The source code for these lectures is available at the github repository. The schedule (with slides and homeworks) from Spring 2023 is available here, and from Fall 2022 here.

Fall 2023

Week 1: Probability

Overview of probability and statistics in data science - randomness, uncertainty, estimation, and prediction. Probability and expectation, conditional probabilities, and random variables.

Week 2: The modeler’s toolbox

Simulation, random variables, properties of and relationships between some common probability distributions; computing means, variances, and expectations. Stochastic gradient descent.

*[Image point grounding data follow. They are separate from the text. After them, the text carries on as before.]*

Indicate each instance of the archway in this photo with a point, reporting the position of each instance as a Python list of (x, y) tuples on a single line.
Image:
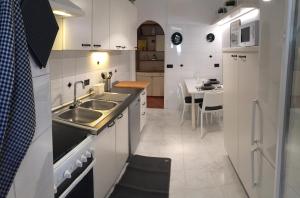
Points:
[(150, 61)]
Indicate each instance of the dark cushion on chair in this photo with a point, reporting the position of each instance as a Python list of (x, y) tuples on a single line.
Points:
[(188, 99), (211, 108)]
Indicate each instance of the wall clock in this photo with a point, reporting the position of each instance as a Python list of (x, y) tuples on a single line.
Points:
[(177, 38), (210, 37)]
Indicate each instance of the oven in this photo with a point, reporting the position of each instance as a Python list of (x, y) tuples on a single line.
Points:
[(73, 163)]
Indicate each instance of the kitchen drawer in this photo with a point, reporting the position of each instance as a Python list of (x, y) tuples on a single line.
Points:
[(143, 119)]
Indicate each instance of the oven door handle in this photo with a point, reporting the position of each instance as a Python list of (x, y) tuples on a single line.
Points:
[(78, 179)]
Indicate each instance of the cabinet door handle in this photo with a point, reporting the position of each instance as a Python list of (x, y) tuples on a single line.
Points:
[(111, 124), (253, 178), (86, 45), (253, 125), (97, 45), (120, 116)]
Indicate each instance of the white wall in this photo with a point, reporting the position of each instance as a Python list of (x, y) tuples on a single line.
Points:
[(193, 18), (34, 178), (71, 66)]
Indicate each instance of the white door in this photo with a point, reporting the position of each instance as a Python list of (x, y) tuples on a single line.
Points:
[(101, 14), (122, 141), (34, 178), (77, 31), (247, 93), (230, 106), (104, 170), (118, 24), (132, 27)]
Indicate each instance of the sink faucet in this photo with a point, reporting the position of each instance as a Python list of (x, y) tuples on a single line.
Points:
[(75, 102)]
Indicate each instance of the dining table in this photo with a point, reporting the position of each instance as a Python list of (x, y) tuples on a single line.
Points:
[(193, 86)]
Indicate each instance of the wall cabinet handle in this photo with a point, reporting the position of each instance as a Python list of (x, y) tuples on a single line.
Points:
[(86, 45), (120, 116), (253, 176), (253, 125), (111, 124), (97, 45)]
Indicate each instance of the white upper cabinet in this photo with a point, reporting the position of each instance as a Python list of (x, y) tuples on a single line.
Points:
[(123, 21), (101, 24), (105, 25), (77, 31)]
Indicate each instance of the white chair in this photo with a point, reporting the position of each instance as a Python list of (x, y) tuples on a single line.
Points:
[(185, 100), (212, 103)]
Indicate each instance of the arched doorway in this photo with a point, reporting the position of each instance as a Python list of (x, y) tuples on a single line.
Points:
[(150, 61)]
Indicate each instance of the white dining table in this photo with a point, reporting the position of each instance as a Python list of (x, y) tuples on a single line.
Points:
[(191, 85)]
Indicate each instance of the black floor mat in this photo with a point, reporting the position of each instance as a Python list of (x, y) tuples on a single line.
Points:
[(145, 177)]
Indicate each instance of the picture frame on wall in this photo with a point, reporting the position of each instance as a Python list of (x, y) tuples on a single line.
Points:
[(234, 33)]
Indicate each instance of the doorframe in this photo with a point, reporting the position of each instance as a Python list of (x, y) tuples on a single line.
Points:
[(285, 90)]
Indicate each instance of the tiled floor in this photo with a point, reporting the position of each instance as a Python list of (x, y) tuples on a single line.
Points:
[(200, 168)]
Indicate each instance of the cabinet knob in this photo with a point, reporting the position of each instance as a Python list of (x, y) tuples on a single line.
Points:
[(67, 174), (79, 163), (83, 158)]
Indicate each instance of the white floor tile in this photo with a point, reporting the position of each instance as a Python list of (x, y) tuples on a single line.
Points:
[(200, 167)]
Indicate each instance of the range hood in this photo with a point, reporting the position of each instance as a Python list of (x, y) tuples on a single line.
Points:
[(65, 8)]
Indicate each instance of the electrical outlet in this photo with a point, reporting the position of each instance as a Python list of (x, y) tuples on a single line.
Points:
[(86, 82)]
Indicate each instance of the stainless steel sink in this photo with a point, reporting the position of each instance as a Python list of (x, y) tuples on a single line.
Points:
[(80, 116), (99, 105)]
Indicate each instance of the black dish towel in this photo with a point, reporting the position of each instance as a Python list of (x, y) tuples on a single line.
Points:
[(17, 114)]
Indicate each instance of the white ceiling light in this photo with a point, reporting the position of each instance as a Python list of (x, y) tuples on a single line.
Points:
[(65, 8)]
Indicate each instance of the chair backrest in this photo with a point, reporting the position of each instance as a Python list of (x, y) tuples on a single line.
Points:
[(212, 99)]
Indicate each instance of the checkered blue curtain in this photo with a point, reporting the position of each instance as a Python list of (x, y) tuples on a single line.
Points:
[(17, 114)]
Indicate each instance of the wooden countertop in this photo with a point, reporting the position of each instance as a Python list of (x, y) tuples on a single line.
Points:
[(132, 84)]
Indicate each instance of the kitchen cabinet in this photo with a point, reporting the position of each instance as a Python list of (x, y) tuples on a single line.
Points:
[(143, 109), (122, 141), (156, 80), (111, 150), (123, 22), (105, 154), (101, 24), (77, 31), (230, 107), (58, 43)]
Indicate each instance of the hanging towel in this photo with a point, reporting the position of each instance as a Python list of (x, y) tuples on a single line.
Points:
[(17, 114)]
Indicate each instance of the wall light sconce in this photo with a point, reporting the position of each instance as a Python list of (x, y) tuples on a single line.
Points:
[(100, 58)]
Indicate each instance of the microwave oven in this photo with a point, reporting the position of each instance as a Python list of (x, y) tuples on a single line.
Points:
[(249, 34)]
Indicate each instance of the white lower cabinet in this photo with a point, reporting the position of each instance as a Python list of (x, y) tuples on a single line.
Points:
[(34, 178), (104, 170), (122, 141), (111, 150)]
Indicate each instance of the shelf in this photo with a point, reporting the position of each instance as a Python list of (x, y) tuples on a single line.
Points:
[(149, 51), (237, 12), (151, 60)]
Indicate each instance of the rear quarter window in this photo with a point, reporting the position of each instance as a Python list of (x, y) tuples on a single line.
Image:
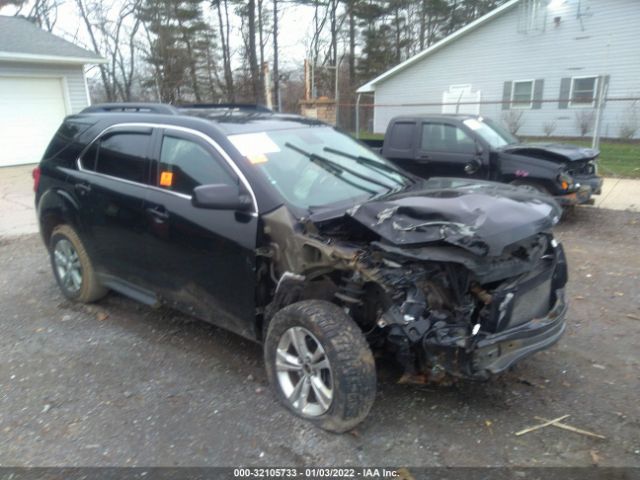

Week 3: Simulation, moments, and overdispersion.

How to pick “realistic” simulation parameters. Central limit theorem. Method-of-moments fitting; minimum-variance estimators. Outliers and overdispersion: scale mixtures, goodness-of-fit.

Week 4: Model choice, categorical prediction, and likelihood.

Likelihood, p-values, hypothesis testing, power and false positives, false discovery rates.

Week 5: Quantifying uncertainty

Calibration of estimates of uncertainty; asymptotics versus simulation. Review.

Week 6: Multivariate data and latent structure

The multivariate Gaussian distribution, autocorrelation, modeling correlated data, random walks. Principal components analysis.

Week 7: Linear models

Introduction to linear models, and some history of modern statistics. Robust models, loss functions and likelihood.

Week 8: Generalized linear models

Response distributions, nonlinear relationships, transformations.

Week 9: Problems with linear models

Too many variables, not enough linearity: regularization and diagnostics.

  • Slides: Transformations and diagnostics ipynb html
  • Slides: Regularization and crossvalidation ipynb html
Week 10: Prediction and inference revisited

The bootstrap; Identifiability, ill-posed inference, non-convex optimization.